Orbitz, which will offer online flight booking to more than 30 participating U.S. and foreign airline carriers, will officially launch the Web site in June once its features, search engine and customer-service model have been completely tested, the company said. A marketing campaign is in the works slated to launch at the same time.
Orbitz CEO Jeffrey Katz said the June launch will ensure that the giant site is consumer friendly. At least 100,000 registered consumers will use the site during beta testing from February to June, providing feedback that may be incorporated into the public site when it's launched next summer.
"We are committed to setting a new standard for customer service," Katz said in a statement. "A phased-in launch that includes a monster beta test will ensure that Orbitz can handle the transaction volume and deliver the reliability and service levels that consumers deserve."
Beginning next month, Orbitz, also known as "T2," will offer people free access to its search engine to find reasonable airfares. In April, registered consumers participating in the beta test will also be able to complete online purchases of car, hotel, cruise and vacation packages, the company said.
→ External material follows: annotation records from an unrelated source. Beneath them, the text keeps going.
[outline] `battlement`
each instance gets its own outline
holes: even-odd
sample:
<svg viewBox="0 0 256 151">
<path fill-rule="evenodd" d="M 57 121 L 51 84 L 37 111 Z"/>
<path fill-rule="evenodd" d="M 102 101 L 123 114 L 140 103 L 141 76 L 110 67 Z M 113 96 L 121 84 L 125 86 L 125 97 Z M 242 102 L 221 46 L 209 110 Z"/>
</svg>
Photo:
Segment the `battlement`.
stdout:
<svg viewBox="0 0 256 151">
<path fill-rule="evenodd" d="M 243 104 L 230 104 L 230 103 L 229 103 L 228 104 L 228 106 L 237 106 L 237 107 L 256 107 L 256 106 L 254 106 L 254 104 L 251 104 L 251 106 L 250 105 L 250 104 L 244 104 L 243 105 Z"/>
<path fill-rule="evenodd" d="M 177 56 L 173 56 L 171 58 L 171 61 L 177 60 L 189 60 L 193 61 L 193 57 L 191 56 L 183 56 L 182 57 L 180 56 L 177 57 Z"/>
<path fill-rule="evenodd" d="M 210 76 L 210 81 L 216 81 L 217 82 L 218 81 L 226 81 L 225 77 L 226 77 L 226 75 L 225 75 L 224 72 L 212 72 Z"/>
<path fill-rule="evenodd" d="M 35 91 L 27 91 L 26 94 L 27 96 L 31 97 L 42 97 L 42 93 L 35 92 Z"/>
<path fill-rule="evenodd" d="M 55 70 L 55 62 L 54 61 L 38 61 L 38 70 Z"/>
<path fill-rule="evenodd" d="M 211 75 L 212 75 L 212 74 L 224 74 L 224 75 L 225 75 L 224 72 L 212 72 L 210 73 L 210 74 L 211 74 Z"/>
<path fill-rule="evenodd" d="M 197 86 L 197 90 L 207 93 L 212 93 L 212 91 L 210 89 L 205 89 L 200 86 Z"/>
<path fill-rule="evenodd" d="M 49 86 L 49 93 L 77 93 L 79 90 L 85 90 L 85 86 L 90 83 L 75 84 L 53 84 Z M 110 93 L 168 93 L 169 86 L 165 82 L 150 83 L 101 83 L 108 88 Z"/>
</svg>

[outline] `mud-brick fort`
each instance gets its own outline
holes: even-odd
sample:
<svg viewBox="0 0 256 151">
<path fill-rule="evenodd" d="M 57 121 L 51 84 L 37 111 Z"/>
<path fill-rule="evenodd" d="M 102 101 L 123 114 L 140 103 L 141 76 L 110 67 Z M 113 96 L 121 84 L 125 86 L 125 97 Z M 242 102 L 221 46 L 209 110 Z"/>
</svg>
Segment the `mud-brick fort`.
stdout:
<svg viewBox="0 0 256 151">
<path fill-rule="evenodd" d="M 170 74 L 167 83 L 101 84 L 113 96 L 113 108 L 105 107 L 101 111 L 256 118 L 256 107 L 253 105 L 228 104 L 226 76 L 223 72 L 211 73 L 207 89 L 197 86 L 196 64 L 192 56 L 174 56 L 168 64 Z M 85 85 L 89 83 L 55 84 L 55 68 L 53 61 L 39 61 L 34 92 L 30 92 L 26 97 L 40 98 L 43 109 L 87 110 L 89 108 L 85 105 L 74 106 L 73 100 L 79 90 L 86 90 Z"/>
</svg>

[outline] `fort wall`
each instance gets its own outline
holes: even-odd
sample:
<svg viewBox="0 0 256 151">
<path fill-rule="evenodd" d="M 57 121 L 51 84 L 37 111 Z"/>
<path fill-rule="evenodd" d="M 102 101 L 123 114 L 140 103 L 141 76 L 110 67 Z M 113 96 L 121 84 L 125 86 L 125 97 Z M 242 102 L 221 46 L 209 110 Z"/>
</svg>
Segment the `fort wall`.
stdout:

During the past few months, Orbitz has been dealing with an investigation by the Department of Transportation and the Department of Justice over the airlines' proposal and over complaints made by rivals about the fairness of the new venture. The U.S. Senate is conducting a hearing about whether the Web site can be developed. The DOT is expected to issue a decision on the proposal by the end of the year.
Orbitz' move comes at a time when the online travel sector is sizzling with increased competition.
Early players such as Priceline.com and Travelocity.com are facing heightened competitive pressure from a number of start-ups fighting in the relatively new niche poised for rapid growth.
Just yesterday, Alviso, Calif.-based upstart Savvio launched its discount-travel Web site. Savvio, which specializes in airfare and cruise bookings, does away with so-called blind purchasing and allows customers to select the most optimal departure times and flights without committing to a purchase. This goes against popular discount agencies such as Priceline, which require customers to purchase tickets before they know specific departure times or the airline.
Hotwire, a discount ticket broker backed by six major airlines and a direct competitor of Priceline, also debuted this month.
Orbitz, which was originally scheduled to go live in the middle of this year, also struck three new partnerships today with rental car agencies Advantage Rent-A-Car and Hertz, along with cruise company National Leisure Group (NLG).
Hertz and Advantage Rent-A-Car join Orbitz as charter associates, which means they will offer a selection of their Internet-only rates on the Orbitz site. NLG will be the exclusive reseller of cruise services to Orbitz.
In addition, Orbitz said it has formed several agreements with companies that will provide content and services on the Web site. New content partners include online map provider MapQuest.com and travel resource guide Zagat Survey.